RIMERELLA (PASTEURELLA) ANATIPESTIFER (RA) (DUCK SEPTICAEMIA, INFECTIOUS SEROSITIS, NEW DUCK SYNDROM)
Riemerella anatipestifer (RA) • It is an acute septicaemic or chronic contagious disease of growing duckling characterized by serofibrinous pericarditis, perihepatitis and airsacculitis, caseous salpingitis and meningitis and high mortality in ducklings (75%).

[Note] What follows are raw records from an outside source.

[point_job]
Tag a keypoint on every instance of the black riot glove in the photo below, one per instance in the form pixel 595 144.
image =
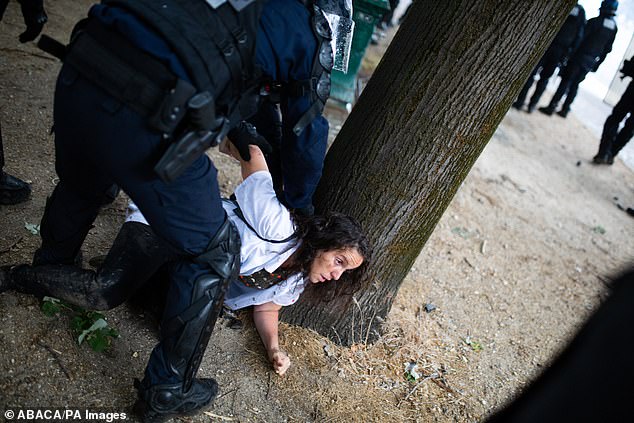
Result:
pixel 245 134
pixel 34 18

Susceptibility & Infection of RA • Ducklings aged 1-8 weeks are highly susceptible . • The disease in laying birds is rare. • Inhalation of infected droplets. • Wound infection. • Direct and indirect contact. • Carrier birds.
Signs of RA • Respiratory signs (nasal and ocular discharges, sneezing and coughing). • Nervous signs (Ataxia, tremors of the head and neck and coma). • Greenish diarrhea. • Survival ducks may stunted. • Mortality ranged from 5 to75 % in relation to other factors as age, route of infection and the strain virulence.
Lesions of RA • Fibrinous pericarditis. • Fibrinous perihepatitis. • Fibrinous airsacculitis. • Caseous salpingitis. • fibrinopurulant pneumonia. • Arthritis. • Fibrinous meningitis. • Enlarged and mottled spleen. • In the chronic form, the most predominant lesions in the skin in the form of necrotic dermatitis on the lower back or around vent with yellowish exudates between skin and the fat layer.
Caseous exudate located in the head region (subcutis) Submandibulare oedema
perihepatitis Vertebral osteomyelitis (spondylitis) Spinal cord compression.
Diagnosis of RA • Samples from heart blood, brain, pericardial exudates, air sacs, lungs , liver and oviduct. • Detection of bipolar organism in blood or tissue smear stained by Gimsa.
Prevention & Control of RA • Sanitary measures. • Avoid stress factors. • Prevent contact of the birds with different species, sources and ages. • Inactivated vaccine must be containing a serotype specific to that cause endemic infection or frequent infection in the farm. • Live RA vaccine given by drinking water or spray to day old birds can induces protection till 42 days of age. • Sulfamethazine (0.2 -0.25%) in water or feed, sulfaquinoxaline (0.025-0.05%) in feed and lincomycin (0.011-0.022 %) in water are effective.